Digital data and tagging
Companies must prepare their financial statements and management statement in XHTML format in accordance with the ESEF regulations and the EU sustainability taxonomy, then digitally ‘tag’ their reported sustainability information according to a digital categorisation system specified by the ESRS Regulation.
Third party assurance
Organisations reporting under ESRS will also be required to seek assurance of the sustainability information they disclose from a neutral, reliable and experienced third party who reviews the data. ’Limited’ assurance for the first three years and then ‘reasonable’ assurance after that point, which is more detailed. ’Limited’ assurance is less strict than a financial audit, but still requires working with a sustainability reporting partner organisation.
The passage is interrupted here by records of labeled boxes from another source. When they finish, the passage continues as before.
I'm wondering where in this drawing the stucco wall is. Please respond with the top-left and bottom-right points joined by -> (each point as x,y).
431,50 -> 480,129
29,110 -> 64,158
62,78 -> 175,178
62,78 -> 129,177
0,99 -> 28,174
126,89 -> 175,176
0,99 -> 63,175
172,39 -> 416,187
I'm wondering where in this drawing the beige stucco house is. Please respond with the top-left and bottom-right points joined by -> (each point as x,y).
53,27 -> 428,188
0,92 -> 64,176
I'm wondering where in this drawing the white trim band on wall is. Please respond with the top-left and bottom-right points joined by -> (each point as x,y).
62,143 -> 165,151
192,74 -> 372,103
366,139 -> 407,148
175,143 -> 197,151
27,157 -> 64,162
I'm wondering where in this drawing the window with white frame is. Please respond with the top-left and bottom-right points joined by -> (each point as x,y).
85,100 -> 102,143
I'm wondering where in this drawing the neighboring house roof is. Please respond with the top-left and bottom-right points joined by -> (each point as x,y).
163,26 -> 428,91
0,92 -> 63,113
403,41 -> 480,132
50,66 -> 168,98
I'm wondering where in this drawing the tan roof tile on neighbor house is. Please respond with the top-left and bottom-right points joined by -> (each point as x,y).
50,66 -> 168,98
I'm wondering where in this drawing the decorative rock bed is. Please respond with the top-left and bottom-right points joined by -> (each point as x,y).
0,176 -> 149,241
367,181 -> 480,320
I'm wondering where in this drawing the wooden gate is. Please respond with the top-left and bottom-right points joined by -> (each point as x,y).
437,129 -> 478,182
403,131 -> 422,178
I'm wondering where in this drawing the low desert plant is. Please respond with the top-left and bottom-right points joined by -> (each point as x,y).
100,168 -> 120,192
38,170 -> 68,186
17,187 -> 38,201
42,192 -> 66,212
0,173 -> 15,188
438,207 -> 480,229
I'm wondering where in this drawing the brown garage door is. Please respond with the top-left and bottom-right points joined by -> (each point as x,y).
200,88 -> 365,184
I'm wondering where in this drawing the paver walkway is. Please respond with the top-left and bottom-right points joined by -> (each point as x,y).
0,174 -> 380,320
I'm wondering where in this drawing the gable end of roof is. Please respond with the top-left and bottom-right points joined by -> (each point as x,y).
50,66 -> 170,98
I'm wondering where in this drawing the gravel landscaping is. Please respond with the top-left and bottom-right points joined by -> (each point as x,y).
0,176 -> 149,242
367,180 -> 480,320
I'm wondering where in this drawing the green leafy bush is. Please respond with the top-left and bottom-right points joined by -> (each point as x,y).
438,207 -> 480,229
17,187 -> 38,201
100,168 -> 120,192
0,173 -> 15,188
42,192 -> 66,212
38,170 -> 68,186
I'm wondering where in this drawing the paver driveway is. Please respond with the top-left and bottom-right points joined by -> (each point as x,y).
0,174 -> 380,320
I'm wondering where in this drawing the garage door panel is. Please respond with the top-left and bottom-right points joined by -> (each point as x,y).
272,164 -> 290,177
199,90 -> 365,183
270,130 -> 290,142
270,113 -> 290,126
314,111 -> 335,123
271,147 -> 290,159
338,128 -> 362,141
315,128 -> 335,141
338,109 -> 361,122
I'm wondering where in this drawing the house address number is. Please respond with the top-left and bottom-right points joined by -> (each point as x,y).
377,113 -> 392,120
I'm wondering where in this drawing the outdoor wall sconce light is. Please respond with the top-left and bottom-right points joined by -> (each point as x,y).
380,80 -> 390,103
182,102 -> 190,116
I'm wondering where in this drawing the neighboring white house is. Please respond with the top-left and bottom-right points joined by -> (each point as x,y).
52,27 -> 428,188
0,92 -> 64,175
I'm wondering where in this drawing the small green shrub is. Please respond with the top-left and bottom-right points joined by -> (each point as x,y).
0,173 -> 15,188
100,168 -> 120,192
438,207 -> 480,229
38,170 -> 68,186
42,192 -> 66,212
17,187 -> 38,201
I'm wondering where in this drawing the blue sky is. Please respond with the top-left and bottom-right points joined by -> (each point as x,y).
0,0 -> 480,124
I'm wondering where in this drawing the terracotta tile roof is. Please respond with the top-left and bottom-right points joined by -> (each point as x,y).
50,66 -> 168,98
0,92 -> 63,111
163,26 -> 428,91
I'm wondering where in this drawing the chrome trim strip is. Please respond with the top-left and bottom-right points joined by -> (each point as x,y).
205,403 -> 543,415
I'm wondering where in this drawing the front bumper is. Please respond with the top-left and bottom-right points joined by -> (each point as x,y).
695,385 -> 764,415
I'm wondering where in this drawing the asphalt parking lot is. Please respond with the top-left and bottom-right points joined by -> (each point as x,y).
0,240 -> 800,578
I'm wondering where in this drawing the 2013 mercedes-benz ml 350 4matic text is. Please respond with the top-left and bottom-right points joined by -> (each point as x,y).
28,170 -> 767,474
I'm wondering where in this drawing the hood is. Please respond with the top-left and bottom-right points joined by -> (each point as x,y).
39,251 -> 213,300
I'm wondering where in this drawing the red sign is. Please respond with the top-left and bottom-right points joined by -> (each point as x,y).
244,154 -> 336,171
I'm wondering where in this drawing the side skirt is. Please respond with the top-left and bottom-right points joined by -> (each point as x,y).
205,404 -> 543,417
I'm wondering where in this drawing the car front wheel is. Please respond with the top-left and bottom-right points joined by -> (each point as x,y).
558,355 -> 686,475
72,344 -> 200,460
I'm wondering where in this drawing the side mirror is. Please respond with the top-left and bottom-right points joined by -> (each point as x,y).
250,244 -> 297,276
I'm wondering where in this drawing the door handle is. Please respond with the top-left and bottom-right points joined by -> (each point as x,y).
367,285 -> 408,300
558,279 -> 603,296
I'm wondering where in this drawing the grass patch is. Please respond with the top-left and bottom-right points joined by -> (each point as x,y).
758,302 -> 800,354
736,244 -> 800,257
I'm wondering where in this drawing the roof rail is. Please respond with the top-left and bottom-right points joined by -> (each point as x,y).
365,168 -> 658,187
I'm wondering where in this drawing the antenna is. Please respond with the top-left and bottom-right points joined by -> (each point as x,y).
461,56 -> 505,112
Similar to IFRS financial reporting standards
ESRS requires reported information to meet certain quality standards:
- Relevance — Information must be topical and capable of making a difference to investor’s or reviewer’s decision-making under a double materiality approach
- Faithful representation — Sustainability information should provide a complete, neutral, and accurate depiction of the information it’s intended to represent, including appropriate descriptions and explanations. Information should be presented as a neutral depiction without bias
- Comparability — Sustainability information must be comparable to disclosures from other companies, as well as with the company’s prior reporting periods so that it can be compared over time
- Verifiability — Sustainability information is verifiable if it is possible to corroborate the information itself or the data
- Understandability — Sustainability information is understandable if it is clear and concise, while enabling all (knowledgeable) intended users to readily comprehend the information being communicated
ESRS also notes that, in some cases, companies may need to go above and beyond ESRS’s required disclosures to meet stakeholders’ needs or fully present the material aspects of a company’s business.
Suggested step by step approach
Devote significant time and resources to prepare for implementation of the directive.
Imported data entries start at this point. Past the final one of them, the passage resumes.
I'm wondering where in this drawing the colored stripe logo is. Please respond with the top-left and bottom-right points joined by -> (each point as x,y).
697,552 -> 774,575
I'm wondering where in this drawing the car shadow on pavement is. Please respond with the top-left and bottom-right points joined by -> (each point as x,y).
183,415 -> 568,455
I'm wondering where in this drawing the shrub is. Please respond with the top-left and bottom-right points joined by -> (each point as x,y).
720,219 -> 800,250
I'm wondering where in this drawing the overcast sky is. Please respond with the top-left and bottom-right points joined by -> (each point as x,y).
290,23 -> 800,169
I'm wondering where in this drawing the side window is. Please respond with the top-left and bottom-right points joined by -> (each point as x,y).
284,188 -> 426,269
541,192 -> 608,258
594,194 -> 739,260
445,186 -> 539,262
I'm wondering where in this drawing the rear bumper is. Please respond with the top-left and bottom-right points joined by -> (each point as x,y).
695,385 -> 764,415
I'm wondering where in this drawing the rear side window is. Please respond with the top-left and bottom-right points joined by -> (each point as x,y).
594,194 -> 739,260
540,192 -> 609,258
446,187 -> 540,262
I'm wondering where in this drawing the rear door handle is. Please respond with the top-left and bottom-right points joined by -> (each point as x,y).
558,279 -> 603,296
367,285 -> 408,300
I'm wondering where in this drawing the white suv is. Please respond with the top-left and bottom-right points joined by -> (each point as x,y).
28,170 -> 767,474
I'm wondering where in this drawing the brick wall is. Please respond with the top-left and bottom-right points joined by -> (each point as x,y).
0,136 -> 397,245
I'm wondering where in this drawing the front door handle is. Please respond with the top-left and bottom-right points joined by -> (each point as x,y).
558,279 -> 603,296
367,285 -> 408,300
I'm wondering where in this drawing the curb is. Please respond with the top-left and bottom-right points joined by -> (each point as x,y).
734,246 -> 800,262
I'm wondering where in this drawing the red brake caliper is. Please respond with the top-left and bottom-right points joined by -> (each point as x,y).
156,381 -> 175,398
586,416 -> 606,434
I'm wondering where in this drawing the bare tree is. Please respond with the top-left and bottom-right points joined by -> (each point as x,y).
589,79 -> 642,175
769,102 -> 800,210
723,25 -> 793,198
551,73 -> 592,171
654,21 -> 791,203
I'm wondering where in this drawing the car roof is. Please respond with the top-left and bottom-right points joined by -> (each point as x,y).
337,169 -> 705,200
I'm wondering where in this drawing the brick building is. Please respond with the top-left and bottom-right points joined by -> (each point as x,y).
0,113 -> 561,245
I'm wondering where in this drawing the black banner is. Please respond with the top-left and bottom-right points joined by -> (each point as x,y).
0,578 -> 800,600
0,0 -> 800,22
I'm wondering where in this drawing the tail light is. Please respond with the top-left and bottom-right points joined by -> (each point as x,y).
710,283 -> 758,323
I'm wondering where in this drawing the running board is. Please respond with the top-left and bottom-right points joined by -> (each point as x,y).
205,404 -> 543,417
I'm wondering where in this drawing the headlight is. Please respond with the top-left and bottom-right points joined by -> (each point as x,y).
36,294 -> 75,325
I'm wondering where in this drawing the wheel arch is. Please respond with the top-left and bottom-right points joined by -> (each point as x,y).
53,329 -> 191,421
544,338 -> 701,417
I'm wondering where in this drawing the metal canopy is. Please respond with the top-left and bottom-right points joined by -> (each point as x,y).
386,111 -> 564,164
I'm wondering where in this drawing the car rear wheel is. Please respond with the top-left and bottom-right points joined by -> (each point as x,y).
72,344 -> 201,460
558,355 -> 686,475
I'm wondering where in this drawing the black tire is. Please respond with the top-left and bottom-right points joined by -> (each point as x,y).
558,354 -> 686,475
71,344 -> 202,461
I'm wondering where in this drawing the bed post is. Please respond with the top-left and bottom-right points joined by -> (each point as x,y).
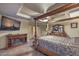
33,19 -> 37,48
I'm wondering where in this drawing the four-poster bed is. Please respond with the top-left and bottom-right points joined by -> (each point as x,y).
34,3 -> 79,56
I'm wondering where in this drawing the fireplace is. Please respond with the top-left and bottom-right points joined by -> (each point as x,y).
7,34 -> 27,48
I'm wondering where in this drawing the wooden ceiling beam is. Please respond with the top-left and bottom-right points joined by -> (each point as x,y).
34,3 -> 79,20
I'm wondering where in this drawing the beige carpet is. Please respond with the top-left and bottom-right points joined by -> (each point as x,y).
0,44 -> 44,56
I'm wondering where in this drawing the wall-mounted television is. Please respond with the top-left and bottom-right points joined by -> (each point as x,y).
0,16 -> 21,30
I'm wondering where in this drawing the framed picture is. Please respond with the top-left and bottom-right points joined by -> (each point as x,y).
0,16 -> 20,30
71,23 -> 78,28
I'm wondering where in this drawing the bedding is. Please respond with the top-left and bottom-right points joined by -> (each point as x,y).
38,35 -> 79,56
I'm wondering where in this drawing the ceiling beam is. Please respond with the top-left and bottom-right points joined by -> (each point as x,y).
57,16 -> 79,22
34,3 -> 79,20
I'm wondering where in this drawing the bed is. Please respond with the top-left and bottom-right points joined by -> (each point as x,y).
37,35 -> 79,56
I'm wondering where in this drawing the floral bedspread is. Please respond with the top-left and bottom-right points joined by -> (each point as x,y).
38,37 -> 79,56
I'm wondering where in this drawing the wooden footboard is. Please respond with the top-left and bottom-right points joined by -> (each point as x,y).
37,47 -> 58,56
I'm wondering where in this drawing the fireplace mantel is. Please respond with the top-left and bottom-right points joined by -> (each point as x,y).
7,34 -> 27,48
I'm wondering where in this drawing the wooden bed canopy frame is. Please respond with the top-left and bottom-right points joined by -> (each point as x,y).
34,3 -> 79,45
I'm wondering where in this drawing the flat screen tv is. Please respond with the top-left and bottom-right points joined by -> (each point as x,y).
0,16 -> 21,30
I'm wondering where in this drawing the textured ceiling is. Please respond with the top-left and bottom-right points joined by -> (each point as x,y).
0,3 -> 63,22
- Management and appointed responsible internal stakeholders to increase CSRD knowledge, and adapt processes and competence
- Conduct a materiality assessment applying the principle of double materiality – including an impact and financial materiality process – to select material ESG themes, topics, risks, and opportunities, including a description of the process to identify sustainability impacts, risks, and opportunities.
- Data collection processes to be set by 31st December 2023, automated where possible and quality assured.